Step 3: Build the Parametric Basis Expansion

The basis now operates on a three-dimensional input \((x_1, x_2, \mu)\). We also raise the polynomial degree from 3 (in the previous tutorial) to 4 because the term \(\mu x_1^2 x_2\) has total degree 4 in the augmented input:

nvars = 3   # x_1, x_2, mu
nqoi  = 2   # dx_1/dt, dx_2/dt
max_level = 4

state_marginals = [UniformMarginal(-3.0, 3.0, bkd) for _ in range(2)]
mu_marginal     = UniformMarginal(0.0, 2.5, bkd)
marginals       = state_marginals + [mu_marginal]
bases_1d        = create_bases_1d(marginals, bkd)
indices         = compute_hyperbolic_indices(nvars, max_level, 1.0, bkd)
basis           = OrthonormalPolynomialBasis(bases_1d, bkd, indices)

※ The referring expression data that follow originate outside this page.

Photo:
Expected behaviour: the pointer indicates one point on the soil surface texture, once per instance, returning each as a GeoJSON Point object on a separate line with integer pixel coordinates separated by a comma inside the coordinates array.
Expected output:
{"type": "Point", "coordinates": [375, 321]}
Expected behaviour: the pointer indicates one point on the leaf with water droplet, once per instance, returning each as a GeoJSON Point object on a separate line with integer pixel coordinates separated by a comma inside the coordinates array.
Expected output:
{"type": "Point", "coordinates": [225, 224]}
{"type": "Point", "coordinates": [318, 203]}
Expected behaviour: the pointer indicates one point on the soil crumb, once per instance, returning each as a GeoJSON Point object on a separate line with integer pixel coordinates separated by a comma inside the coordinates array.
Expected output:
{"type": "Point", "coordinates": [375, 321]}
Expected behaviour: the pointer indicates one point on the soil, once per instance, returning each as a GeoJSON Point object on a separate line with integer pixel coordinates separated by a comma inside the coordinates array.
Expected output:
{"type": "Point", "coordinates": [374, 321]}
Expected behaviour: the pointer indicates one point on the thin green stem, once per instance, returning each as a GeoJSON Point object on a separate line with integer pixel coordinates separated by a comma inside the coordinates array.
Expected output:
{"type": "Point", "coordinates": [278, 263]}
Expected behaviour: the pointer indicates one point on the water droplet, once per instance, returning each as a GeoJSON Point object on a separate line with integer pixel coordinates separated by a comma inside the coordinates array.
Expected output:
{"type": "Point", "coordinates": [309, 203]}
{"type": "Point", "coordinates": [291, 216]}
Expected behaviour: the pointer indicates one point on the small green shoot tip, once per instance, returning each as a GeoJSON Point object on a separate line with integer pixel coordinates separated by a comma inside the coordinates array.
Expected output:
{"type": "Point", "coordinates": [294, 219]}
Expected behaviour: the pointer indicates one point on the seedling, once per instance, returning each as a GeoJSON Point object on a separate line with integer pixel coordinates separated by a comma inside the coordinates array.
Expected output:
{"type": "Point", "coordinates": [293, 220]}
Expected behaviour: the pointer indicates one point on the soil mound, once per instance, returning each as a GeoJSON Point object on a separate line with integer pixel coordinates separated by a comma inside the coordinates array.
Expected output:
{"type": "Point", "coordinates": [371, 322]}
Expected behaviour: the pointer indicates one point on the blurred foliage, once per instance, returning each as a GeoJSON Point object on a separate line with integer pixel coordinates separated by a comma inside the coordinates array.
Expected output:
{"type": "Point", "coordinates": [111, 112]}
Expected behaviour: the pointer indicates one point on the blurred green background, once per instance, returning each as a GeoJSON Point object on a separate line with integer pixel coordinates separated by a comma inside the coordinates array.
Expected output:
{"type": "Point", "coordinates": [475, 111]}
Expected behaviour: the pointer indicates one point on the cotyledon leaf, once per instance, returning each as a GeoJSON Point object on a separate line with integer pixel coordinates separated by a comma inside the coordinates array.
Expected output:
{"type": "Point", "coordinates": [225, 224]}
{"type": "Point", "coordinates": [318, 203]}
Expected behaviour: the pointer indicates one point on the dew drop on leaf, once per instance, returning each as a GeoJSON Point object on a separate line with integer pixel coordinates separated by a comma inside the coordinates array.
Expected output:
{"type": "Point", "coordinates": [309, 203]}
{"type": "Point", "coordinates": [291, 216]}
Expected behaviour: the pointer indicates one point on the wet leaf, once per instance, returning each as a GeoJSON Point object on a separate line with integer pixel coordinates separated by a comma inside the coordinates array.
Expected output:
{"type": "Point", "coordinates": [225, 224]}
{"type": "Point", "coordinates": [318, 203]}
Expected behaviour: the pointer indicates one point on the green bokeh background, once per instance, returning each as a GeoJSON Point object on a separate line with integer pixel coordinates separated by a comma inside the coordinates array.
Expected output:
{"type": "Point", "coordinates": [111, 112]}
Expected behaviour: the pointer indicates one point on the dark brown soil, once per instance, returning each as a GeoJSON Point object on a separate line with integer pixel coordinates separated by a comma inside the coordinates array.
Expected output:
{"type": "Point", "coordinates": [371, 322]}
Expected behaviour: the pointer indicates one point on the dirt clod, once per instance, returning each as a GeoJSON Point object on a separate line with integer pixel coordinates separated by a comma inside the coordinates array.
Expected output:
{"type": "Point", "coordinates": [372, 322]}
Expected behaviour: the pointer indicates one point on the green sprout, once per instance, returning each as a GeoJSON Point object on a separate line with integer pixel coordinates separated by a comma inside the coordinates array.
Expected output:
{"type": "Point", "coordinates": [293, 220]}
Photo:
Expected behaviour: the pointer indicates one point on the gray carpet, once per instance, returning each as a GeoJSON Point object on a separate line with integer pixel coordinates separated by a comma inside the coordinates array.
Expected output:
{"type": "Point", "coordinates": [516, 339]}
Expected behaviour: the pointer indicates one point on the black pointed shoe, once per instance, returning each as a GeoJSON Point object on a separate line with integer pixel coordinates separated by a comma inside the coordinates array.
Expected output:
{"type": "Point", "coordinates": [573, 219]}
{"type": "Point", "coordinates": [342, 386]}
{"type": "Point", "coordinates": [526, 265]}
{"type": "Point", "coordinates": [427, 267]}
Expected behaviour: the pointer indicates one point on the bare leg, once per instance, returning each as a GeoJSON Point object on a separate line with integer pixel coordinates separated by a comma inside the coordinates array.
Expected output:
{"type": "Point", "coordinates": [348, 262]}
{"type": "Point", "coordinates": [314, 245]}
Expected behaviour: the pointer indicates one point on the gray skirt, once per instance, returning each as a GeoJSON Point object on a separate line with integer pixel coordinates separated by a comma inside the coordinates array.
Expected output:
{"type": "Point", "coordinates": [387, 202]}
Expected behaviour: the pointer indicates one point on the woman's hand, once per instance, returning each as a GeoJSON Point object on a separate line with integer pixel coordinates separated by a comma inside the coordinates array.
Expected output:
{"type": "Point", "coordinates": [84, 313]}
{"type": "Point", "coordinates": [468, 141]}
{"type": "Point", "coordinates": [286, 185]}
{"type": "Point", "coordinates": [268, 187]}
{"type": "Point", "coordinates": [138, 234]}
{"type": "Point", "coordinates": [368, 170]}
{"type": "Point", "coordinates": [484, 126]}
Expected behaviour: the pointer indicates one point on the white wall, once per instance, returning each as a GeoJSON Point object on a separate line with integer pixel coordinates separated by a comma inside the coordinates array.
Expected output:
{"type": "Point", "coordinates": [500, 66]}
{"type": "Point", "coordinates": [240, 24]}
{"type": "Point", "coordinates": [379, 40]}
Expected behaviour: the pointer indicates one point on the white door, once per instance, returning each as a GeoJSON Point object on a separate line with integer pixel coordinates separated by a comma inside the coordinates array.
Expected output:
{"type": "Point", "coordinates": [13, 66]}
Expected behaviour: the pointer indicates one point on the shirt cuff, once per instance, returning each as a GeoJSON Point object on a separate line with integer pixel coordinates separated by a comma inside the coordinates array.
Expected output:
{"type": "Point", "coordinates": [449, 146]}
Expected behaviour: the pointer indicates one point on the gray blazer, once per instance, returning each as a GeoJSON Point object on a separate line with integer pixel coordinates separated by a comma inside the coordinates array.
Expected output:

expansion = BasisExpansion(basis, bkd, nqoi=nqoi)
print(f"Number of basis terms per output: {expansion.nterms()}")
print(f"Total free parameters: {expansion.nterms() * nqoi}")
Number of basis terms per output: 35
Total free parameters: 70

The marginal range for \(\mu\) is \([0, 2.5]\) — a bit wider than the training range \([0.5, 2.0]\), giving the basis margin on each side without being wildly extrapolatory.

Step 4: Fit by Least Squares

The fitter call is identical to the non-parametric case — the parametric structure is entirely in how the data was assembled:

fitter = LeastSquaresFitter(bkd)
result = fitter.fit(expansion, dataset.states(), dataset.derivatives())
fitted = result.surrogate()

residual = fitted(dataset.states()) - dataset.derivatives()
rms_residual = float(bkd.sqrt(bkd.mean(residual ** 2)))
print(f"Training RMS residual: {rms_residual:.3e}")
Training RMS residual: 6.334e-03
NoteJoint fit vs. per-\(\mu\)-then-interpolate

A common alternative in the literature — used by operator inference (Peherstorfer & Willcox 2016) and several POD-based reduced-order modeling workflows — is to fit a separate surrogate \(f_{\params_j}\) at each training \(\mu^{(j)}\), then interpolate the coefficient vectors \(\{\params_j\}\) in \(\mu\) at prediction time. The joint approach used above is preferable in most cases for three reasons:

  • Cross-coupling structure is captured directly. Terms like \(\mu\, x_1^2\, x_2\) in Equation 1 are individual basis functions in the joint fit; the per-\(\mu\) approach must rediscover this structure through coefficient interpolation.
  • Every snapshot constrains every coefficient. Per-\(\mu\) fits each work with \(\nsamples/K\) snapshots (\(K\) = number of training \(\mu\) values, \(\nsamples\) = total snapshots); the joint fit uses all \(\nsamples\).
  • No additional interpolation error. Per-\(\mu\)-then-interpolate stacks the coefficient-interpolation residual on top of the per-\(\mu\) fit residuals.

The per-\(\mu\) approach has its niche — very few training \(\mu\) values, structurally constrained per-\(\mu\) ansatz (e.g. quadratic ROM operators), very expensive per-\(\mu\) snapshot generation — but it is not the default when the joint fit is feasible.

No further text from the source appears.